A Rapid Continuous Flow Injection Analysis Method Development for Diphenhydramine Hydrochloride

Abstract

Background: Diphenhydramine hydrochloride (DPH) is widely used as an antihistamine for treating various allergic conditions and symptoms. Traditional analytical methods for quantifying DPH often involve complex procedures and instrumentation. However, recent advancements in nanotechnology and analytical techniques offer opportunities for developing simpler and more efficient methods for DPH analysis. Method: This study presents a novel approach for quantifying DPH using continuous flow injection analysis (CFIA) combined with turbidimetric measurements. The precipitation reaction between DPH and 3,5-dinitro salicylic acid was utilized in an aqueous medium system.
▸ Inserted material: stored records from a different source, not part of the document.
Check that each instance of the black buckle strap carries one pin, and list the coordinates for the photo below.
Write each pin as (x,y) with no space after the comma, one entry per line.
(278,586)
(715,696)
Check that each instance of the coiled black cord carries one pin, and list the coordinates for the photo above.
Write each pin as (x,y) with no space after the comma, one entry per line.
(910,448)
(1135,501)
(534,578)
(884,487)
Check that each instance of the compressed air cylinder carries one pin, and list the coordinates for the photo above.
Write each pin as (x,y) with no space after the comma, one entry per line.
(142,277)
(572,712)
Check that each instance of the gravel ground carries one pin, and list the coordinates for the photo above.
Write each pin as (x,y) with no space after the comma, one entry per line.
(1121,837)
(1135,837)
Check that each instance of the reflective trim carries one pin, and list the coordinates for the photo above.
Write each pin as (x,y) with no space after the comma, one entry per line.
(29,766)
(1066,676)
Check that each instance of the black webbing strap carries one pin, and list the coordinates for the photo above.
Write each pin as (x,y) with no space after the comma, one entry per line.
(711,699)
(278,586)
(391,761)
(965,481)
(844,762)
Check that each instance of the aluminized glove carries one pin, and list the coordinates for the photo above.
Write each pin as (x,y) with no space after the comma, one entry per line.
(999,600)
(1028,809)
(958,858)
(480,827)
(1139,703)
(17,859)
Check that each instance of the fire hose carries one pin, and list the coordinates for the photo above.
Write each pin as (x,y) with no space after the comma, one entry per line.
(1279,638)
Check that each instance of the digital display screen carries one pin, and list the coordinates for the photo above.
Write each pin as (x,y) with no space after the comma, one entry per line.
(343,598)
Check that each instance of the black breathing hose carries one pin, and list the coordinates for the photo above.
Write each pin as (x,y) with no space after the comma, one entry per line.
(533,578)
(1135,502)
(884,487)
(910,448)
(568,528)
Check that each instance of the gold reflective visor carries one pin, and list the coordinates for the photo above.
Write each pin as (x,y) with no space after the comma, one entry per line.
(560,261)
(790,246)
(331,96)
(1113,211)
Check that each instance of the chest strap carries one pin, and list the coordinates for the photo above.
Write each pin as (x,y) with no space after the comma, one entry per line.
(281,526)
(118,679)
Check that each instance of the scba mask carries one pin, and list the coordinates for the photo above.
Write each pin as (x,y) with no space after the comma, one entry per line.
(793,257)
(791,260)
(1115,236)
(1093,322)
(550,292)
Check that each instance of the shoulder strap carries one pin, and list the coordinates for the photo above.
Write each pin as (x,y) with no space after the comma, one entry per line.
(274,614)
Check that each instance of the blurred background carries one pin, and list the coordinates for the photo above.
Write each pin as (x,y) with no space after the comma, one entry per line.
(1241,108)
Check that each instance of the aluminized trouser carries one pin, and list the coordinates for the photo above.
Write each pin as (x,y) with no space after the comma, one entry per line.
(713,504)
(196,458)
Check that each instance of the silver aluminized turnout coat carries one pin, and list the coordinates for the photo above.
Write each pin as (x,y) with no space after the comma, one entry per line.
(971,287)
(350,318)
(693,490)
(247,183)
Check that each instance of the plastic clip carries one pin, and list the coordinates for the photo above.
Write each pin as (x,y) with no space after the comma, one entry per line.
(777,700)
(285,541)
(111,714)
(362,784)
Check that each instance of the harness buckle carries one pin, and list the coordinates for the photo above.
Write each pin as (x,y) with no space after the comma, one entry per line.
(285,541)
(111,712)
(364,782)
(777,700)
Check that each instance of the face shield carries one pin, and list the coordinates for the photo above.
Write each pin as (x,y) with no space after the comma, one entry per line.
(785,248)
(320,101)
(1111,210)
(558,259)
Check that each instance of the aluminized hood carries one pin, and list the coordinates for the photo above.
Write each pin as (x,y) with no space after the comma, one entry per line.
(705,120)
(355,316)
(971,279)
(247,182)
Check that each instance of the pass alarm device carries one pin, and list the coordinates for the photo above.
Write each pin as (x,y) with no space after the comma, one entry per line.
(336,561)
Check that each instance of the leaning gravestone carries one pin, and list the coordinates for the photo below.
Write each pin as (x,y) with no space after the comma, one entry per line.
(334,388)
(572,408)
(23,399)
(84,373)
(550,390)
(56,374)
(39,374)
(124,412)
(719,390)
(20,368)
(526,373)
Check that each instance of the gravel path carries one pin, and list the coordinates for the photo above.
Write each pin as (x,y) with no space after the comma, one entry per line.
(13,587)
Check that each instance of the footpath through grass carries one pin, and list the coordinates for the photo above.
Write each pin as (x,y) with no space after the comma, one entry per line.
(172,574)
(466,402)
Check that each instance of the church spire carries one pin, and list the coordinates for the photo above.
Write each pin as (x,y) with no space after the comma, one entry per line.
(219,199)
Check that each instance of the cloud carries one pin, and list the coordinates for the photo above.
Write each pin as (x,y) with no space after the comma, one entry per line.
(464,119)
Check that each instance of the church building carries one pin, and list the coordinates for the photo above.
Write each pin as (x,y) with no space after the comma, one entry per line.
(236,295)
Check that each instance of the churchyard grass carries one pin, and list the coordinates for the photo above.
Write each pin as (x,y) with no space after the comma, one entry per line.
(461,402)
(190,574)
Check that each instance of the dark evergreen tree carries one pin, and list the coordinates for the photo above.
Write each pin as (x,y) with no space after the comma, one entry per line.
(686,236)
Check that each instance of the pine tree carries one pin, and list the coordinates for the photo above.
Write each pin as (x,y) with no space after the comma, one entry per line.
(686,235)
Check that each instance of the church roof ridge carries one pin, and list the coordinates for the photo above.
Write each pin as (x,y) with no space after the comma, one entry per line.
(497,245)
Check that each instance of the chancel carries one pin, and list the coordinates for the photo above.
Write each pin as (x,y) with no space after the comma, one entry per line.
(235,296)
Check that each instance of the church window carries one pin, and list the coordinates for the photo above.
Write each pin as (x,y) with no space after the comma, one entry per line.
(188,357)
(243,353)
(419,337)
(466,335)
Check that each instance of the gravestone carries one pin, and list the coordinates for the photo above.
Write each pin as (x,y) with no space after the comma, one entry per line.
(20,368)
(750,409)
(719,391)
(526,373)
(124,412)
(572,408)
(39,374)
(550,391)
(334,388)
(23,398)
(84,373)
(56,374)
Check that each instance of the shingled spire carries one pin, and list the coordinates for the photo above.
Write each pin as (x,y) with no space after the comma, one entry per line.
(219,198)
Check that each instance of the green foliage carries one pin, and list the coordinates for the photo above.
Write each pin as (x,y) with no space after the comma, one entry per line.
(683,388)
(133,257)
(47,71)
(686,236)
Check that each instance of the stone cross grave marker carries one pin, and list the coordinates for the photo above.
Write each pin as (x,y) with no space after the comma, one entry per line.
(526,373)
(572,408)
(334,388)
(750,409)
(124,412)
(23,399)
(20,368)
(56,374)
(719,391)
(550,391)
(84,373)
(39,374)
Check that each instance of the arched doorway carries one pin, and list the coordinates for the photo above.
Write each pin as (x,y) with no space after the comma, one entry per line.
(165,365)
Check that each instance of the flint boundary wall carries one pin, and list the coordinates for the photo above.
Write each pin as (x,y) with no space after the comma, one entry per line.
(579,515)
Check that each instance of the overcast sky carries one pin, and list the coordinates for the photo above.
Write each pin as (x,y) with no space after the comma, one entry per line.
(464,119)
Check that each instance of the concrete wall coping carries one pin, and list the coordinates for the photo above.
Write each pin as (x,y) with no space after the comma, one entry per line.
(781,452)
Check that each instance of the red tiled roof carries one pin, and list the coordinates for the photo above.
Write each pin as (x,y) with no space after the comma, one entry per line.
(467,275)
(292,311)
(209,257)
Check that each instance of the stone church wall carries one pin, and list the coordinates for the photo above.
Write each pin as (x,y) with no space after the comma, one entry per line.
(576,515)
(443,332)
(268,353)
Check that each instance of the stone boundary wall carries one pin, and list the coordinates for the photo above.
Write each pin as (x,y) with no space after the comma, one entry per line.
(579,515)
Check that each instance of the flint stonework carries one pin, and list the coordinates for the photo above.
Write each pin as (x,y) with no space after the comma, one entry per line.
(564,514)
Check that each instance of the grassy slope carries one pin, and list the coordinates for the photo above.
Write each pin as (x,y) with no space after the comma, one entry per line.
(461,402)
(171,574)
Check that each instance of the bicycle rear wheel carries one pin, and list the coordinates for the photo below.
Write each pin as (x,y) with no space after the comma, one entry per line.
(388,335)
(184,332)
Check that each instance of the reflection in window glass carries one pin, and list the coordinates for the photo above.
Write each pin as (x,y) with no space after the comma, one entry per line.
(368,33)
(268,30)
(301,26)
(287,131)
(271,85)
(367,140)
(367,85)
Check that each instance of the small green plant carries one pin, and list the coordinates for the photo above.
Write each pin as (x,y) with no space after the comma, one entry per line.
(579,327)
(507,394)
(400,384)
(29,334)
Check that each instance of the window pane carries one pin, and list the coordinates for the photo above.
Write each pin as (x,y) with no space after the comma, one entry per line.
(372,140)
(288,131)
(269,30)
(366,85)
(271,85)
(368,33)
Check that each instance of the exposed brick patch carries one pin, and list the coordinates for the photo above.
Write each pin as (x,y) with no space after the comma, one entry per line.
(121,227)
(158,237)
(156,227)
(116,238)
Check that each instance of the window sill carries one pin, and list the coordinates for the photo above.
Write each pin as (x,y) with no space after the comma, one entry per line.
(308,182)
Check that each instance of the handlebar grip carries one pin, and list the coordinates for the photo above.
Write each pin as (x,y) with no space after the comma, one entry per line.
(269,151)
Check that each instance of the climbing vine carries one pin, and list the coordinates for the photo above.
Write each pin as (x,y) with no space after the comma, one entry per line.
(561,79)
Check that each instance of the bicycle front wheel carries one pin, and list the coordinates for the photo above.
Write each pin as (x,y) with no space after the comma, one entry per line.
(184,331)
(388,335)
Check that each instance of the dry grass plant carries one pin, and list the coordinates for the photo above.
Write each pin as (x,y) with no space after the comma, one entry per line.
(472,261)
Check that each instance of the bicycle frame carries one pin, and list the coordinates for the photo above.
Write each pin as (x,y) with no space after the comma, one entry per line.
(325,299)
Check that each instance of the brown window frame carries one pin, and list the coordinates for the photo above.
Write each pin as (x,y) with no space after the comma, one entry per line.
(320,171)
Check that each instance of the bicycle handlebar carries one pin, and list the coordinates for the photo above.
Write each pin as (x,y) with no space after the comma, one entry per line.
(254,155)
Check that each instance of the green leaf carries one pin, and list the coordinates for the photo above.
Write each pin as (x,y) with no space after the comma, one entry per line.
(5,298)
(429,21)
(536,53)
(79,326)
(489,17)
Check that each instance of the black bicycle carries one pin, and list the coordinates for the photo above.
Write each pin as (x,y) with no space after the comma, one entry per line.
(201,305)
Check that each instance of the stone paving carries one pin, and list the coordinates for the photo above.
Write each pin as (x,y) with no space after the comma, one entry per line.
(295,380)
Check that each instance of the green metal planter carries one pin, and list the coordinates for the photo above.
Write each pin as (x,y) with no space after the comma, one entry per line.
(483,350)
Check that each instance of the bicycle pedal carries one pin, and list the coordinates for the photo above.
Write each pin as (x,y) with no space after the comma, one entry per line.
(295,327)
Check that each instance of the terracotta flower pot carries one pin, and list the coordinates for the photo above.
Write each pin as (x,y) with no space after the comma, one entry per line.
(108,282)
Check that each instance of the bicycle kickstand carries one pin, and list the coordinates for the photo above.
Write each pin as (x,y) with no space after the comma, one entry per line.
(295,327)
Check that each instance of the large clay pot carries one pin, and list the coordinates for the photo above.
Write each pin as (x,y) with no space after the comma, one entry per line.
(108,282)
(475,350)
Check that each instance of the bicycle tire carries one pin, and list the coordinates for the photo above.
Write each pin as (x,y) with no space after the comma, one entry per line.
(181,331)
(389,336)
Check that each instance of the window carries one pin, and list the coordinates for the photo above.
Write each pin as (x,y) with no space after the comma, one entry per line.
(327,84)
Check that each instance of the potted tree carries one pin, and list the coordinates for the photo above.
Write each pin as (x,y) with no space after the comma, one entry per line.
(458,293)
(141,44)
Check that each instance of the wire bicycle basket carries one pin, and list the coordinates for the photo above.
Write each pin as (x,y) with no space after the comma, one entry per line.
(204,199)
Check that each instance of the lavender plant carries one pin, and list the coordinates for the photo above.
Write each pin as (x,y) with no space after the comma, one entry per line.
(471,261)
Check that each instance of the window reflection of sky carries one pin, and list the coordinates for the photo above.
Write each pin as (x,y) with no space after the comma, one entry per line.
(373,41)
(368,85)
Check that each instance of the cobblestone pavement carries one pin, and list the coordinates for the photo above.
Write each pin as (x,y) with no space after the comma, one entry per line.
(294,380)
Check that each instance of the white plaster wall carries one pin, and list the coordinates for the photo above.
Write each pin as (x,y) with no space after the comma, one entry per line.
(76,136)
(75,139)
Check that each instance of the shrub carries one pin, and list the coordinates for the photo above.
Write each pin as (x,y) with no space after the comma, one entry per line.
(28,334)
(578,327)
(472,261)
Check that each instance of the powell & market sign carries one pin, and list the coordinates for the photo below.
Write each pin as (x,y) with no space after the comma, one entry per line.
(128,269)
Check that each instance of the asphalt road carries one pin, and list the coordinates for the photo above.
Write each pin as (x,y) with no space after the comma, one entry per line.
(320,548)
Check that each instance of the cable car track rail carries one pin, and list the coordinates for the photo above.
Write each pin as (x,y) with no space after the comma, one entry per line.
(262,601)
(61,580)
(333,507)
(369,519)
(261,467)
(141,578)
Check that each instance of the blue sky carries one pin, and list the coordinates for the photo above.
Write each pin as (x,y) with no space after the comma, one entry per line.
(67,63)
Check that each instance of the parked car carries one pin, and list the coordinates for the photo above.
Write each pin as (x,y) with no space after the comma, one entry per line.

Various physical and chemical parameters were optimized, including the concentration of precipitating reagent, reaction medium (acids and salts), irradiation source intensity, volume of sample segment, and delay reaction coil. Results: Optimization of physical and chemical parameters revealed that a concentration of 15 m.mol/Liter for 3,5-dinitro salicylic acid, distilled water as the reaction medium, and an irradiation source intensity of 3.1 VDC produced optimal results. The linear dynamic range for DPH concentration was determined to be 0.01-20 m.mol/Liter. Comparison with the traditional UV-spectrophotometric method showed comparable results, indicating the reliability of the proposed CFIA method. Conclusion: The CFIA method presented in this study offers several advantages over traditional analytical methods for quantifying DPH in pharmaceutical formulations. It provides high sensitivity, speed, simplicity, and improved accuracy. The proposed approach has the potential for widespread application in pharmaceutical analysis, offering a cost-effective and easily manipulable solution for routine laboratory use. Overall, this study demonstrates a significant advancement in the measurement of DPH, which could simplify processes for pharmaceutical analysis and enhance industrial production levels.